Née en Savoie, elle fait ses premiers pas en Côte-d’Ivoire et y reste jusqu’à ses trois ans. C’est dans sa vingtaine affirmée que l’évidence de Paris et du quartier Château-Rouge, pour « ses couleurs, ses sens », s’impose. Des études de psychologie, aussi. Pourtant, rien de ce cours de vie ne percute. Aussi me semble-t-il que cela ne soit pas important pour celle qui se sait imprécise avec l’existence et mangée par l’inconnu. Quand je lui demande des dates, Linda Tuloup m’arrête en souriant :
— Je ne suis pas très précise avec le temps.
Ce sentiment de dépassement l’anime, dans un élan transcendantal renouvelé. Le substrat créatif de l’artiste est essentiellement d’arrière-plan, loin des premières pièces de la conscience. Et les fulgurances créatives partagent la composition du motif de sa vie avec des états silencieux où il n’y a rien à dire.
Ce monde intérieur est, chez Linda Tuloup, un vécu analogique car si la chambre est un lieu de divine concoction du drame, elle est avant tout la forêt et « la forêt est la chambre ». Les espaces se télescopent. J’y vois l’absolue surimpression de l’intérieur sur l’extérieur. Et c’est là une lecture-clé du travail de Linda Tuloup, dont la main pensante et vernissée soutient un visage rêveur.
— Je suis particulièrement réceptif à vos séries Le Grand Océan et Du pays des songes, plus ancienne. Vous abusez largement de la surimpression à l’argentique, pourquoi ? Qu’est-ce que cette technique évoque en vous ?
— J’ai l’impression de voir sans voir. Je me doute de ce qui adviendra, mais le résultat relève toujours de l’apparition.

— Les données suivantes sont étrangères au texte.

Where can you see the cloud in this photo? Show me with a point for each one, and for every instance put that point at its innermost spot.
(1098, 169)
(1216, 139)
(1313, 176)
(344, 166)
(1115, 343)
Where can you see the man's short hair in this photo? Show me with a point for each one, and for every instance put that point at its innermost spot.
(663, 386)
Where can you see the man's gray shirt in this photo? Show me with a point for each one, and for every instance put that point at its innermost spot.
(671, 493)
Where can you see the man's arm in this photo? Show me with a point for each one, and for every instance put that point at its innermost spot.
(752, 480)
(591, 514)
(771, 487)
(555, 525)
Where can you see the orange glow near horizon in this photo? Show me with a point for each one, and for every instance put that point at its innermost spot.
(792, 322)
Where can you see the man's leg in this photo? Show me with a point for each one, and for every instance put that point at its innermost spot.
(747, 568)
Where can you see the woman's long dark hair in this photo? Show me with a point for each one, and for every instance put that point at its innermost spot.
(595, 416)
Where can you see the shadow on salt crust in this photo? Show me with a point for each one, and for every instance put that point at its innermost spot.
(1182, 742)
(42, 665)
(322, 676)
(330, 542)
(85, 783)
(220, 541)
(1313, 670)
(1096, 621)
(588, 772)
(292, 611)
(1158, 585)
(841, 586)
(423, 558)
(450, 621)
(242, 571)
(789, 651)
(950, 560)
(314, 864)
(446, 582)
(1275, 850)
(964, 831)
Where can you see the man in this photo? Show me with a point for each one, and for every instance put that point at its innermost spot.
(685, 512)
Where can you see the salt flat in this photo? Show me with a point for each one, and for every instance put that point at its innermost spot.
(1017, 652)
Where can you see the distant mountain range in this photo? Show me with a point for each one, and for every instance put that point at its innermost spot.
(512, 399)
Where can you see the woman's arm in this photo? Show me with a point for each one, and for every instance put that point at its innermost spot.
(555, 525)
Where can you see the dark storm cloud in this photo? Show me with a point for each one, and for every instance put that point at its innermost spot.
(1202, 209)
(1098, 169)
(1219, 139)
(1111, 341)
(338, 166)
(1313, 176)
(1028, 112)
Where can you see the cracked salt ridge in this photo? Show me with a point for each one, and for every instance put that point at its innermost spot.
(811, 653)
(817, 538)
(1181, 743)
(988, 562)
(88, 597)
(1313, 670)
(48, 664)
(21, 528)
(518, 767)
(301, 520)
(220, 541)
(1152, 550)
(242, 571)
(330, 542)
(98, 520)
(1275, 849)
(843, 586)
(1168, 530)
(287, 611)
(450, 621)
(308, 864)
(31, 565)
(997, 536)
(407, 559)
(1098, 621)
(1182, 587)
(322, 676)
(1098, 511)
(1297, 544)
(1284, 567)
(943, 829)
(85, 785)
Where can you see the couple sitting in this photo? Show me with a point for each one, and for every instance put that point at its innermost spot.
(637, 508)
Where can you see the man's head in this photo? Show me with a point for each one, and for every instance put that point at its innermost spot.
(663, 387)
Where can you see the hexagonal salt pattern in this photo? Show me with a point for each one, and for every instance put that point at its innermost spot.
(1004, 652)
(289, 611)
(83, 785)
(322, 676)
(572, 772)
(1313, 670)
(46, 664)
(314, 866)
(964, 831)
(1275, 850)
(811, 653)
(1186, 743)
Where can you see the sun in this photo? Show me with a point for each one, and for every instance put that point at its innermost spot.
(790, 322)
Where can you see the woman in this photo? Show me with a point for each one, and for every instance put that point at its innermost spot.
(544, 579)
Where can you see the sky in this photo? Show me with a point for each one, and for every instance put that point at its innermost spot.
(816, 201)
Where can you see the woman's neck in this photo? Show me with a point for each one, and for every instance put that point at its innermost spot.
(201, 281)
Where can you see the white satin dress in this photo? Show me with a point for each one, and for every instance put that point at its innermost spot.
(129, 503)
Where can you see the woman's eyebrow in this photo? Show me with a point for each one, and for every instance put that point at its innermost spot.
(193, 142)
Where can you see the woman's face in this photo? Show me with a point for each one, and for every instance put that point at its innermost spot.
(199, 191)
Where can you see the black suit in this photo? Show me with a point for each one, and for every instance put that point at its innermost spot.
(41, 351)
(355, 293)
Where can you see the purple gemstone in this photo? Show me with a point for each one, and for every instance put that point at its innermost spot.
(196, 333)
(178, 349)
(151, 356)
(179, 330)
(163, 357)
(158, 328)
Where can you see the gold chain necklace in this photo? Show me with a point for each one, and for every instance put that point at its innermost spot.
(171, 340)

La série Brûlure, effectuée au cours du premier confinement, en 2020, propulse aujourd’hui Linda Tuloup en tête d’affiche de la photographie française. Il n’est plus question de surimpression mais de surimposition du feu sur la gélatine du polaroid. Le feu, matériau absolu, un des moins dépréciés du monde terrestre, s’abandonne en fluides gras. Naissance d’un massacre adipeux et odoriférant, aux fleurs folles et chancelantes.
— Je suis toujours un peu au bord de la falaise.
— Vous êtes votre sujet dans cette série ? Est-ce important ?
— Non… je ne m’y attache pas tellement.
— Que représente la brûlure, telle que vous l’avez pratiquée sur les images de votre corps ?
— C’est amusant, je me rappelle bien ne pas avoir réussi ...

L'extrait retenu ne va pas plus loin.